Suspeito na farsa de Tancos elogiado pelo diretor da Polícia Judiciária Militar.
João Carlos Rodrigues 22 de Outubro de 2021 às 08:42
GNR
GNR FOTO: CMTV
Um primeiro-sargento da GNR que foi condenado por crimes de corrupção e esteve envolvido na farsa montada pela Polícia Judiciária Militar na recuperação das armas de Tancos recebeu um louvor do diretor da PJM, Comodoro Paulo Isabel.

Segundo o Diário da República, "o primeiro-sargento Bruno Claro, no desempenho de funções como perito do Laboratório de Polícia Técnico-Científica da PJM, ao longo dos últimos seis anos, mercê das suas excecionais qualidade e virtudes militares, aliadas a um espírito sagaz e crítico e uma disponibilidade permanente, mesmo com sacrifícios pessoais, contribuiu para a excelência desta Polícia".
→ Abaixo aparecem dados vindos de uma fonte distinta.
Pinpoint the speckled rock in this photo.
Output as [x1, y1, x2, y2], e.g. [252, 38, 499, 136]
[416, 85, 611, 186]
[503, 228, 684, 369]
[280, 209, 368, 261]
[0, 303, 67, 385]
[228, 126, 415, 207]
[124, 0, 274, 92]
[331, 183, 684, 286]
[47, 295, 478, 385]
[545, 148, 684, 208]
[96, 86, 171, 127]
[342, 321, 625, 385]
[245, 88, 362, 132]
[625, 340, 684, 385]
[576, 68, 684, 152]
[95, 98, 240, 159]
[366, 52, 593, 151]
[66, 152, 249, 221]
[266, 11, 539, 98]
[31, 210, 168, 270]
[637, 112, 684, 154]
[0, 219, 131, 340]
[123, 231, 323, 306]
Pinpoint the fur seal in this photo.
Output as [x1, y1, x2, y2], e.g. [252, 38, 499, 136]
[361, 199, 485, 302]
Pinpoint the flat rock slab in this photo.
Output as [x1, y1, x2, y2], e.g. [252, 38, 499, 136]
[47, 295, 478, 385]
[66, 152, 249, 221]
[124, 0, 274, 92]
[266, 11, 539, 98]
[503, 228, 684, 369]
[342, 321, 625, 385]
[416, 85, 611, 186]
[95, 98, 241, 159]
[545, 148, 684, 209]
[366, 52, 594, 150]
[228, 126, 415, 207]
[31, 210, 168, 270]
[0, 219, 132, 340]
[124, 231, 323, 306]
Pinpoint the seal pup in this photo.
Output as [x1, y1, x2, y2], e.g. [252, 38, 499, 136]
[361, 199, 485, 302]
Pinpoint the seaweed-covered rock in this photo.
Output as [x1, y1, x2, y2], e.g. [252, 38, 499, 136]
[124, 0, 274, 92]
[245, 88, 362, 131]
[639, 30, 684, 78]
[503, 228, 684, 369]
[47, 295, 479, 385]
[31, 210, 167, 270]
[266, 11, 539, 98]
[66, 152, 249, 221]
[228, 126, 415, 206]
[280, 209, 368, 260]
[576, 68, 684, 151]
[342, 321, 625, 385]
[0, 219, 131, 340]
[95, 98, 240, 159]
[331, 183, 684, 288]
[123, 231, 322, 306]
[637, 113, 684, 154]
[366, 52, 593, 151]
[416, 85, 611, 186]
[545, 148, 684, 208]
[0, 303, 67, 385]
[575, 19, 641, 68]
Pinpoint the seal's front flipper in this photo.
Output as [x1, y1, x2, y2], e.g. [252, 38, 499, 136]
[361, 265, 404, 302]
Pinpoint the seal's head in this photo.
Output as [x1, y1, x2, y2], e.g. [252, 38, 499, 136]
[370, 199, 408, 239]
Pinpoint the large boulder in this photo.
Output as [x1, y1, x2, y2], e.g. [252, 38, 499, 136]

Mas nunca é referido que este militar foi detido em 2014 num processo por corrupção e extorsão a sucateiros ilegais na zona de Cascais. Acabou condenado a uma pena de quatro anos, suspensa na execução.

Enquanto corria este processo foi para a PJM e em outubro de 2017 integrava o piquete que ‘recuperou’ o arsenal de Tancos na Chamusca. Chegou a ser interrogado, mas negou ter conhecimento da farsa e, por não conseguir provar o contrário, o Ministério Público não o constituiu arguido.